[fve]https://youtu.be/Axg4kHLk6lc[/fve]
The Trans-Pacific Partnership does not address a key driver of the job-sapping trade deficits the United States has with some of its trading partners, currency manipulation, says trade expert Pat Mulloy in this Burning Issues video.
Currency manipulation occurs when a government artificially lowers the value of its currency against the dollar so that its exports are relatively cheaper. It is a key reason so much of the United States manufacturing capacity, and the jobs that go with that capacity, have ended up overseas, where corporations can take advantage of not only the lower labor costs but the more favorable currency exchange rates.
"The TPP does not even address this problem," he says. One of the 12 countries that would be covered by the TPP, Japan, "is a currency manipulator," Mulloy says, as is South Korea, Taiwan, India – and, most consequentially, China.

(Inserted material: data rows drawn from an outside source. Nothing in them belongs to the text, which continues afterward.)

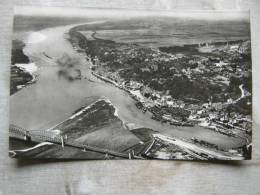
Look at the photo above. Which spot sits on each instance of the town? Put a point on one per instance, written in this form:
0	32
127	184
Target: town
205	84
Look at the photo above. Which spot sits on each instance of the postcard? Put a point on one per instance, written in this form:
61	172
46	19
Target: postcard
91	83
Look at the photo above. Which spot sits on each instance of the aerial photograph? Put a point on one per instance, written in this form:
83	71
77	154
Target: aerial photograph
113	84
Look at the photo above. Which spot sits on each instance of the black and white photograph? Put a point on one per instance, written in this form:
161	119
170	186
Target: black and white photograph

Mulloy, who has served on the U.S.-China Economic and Security Review Commission and was a former assistant secretary in the International Trade Administration, says that Democratic presidential candidate Bernie Sanders has been a leading voice on this issue, but he adds that he is "heartened that the people are getting affirmation" from all of the leading presidential candidates "that this is an important issue if we are going to restore prosperity and rebuild our middle class in this country."